Agus figuratively said that the bureaucracy in Indonesia is currently affected by a chronic disease. Unfortunately, the drugs or the reforms undertaken to address it only give temporary effects. He also questioned the performance of the Ministry of State Apparatus Empowerment as the spearhead of bureaucratic reform. According to Agus, the Ministry of State Apparatus Empowerment should be reformed first prior to the bureaucratic reform. "The Ministry of PAN should be reformed first prior to the bureaucracy reform, in fact it was already given a mandate to conduct the reform before it’s been reformed," he explained.
On that occasion, Agus also mentioned the rotten bureaucracy of Indonesia which applyies the concept of Weberian bureaucracy. The concept application is not being correlated with the structure of the Indonesian bureaucracy. Beside the corruption issue and the recruitment of civil servants which are still vague, the collusion of government’s elements are also revealed in the book discussion.
Agus suggested the concept of joint responsibility of public accountability as one model of bureaucracy by utilizing the local wisdom. With this model, he believes in conducting the bureaucratic reform there will be sense of shared responsibility between the perpetrators in the group. "With such transparency and awareness the models of bureaucracy by optimizing the local wisdom can be developed," said the lecturer MAP.

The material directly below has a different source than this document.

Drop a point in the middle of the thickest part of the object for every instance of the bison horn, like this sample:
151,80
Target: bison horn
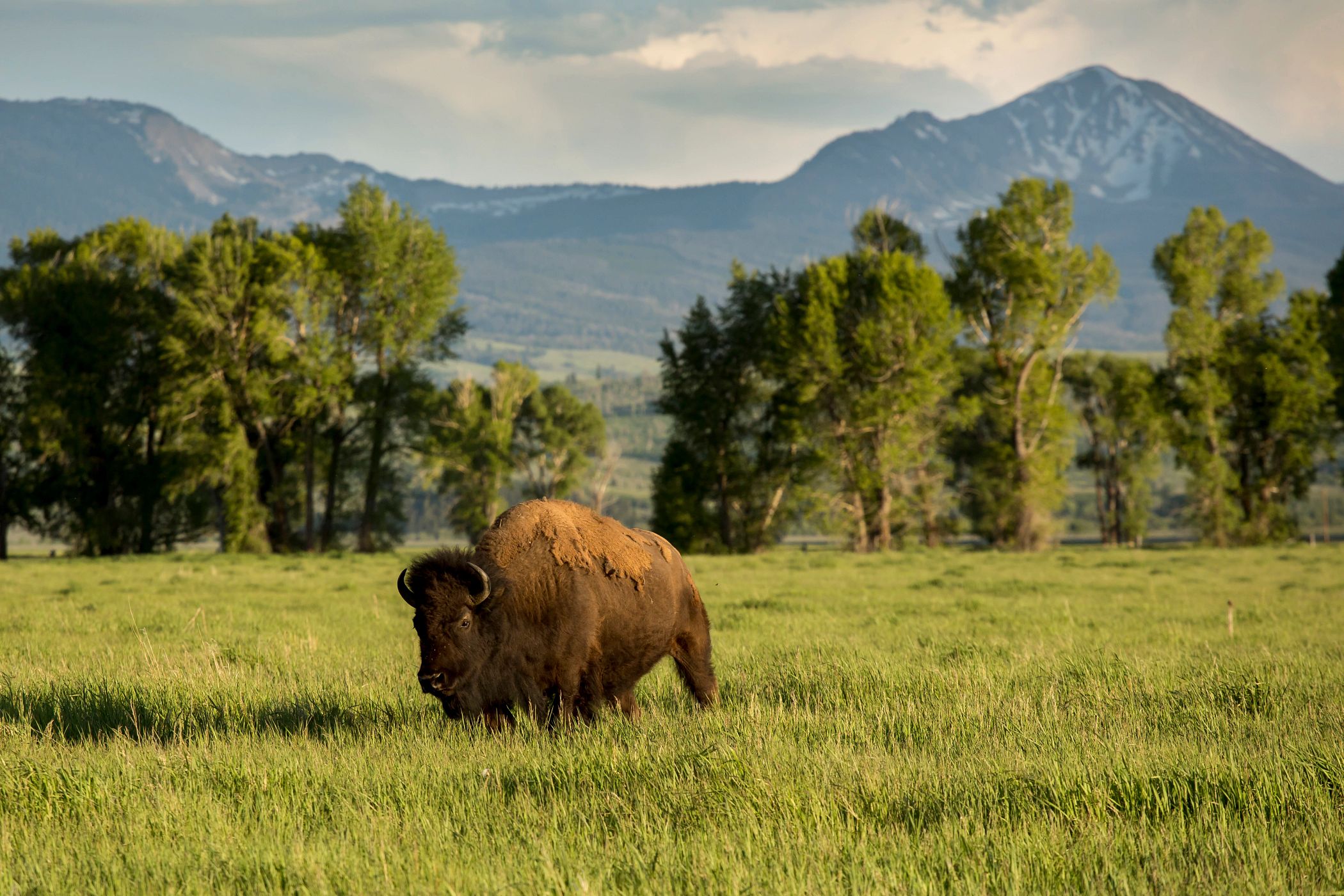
408,595
486,585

Meanwhile, practitioners of Public Administration Institute (LAN) of Makasar, Prof. Dr. Amir Imaruddin, M.D.A, as the discussant of the book supported Agus Dwiyanto’s views. To reform the bureaucracy in Indonesia should be comprehensive and radical. By conducting the move, it is believed that the level of public trust in the government will increase again. "But keep in mind that it is not merely about the bureaucracy, but also the environment around the bureaucracy, whether political issues or the economy," said Amir.
On the other hand, Prof. Dr. Kacung Maridjan from Airlangga University also lamented the lack of community’s concern towards this bureaucratic reform. For example, the community often give kickbacks to government officials in order to get the privilege when taking care of the letters. Kacung said that bureaucratic reform in Indonesia will not be successful without political reform. "Both of them cannot be separated. Unfortunately, for example, political promises is given loosely but no bureaucratic ability to continue and make it real for the community," said Kacung.
Kacung also agreed that for the bureaucracy reform to be realized soon, trust has to be established, whether in society or government. But if the trust is established while honesty is not, bureaucratic reform will also be difficult to materialize.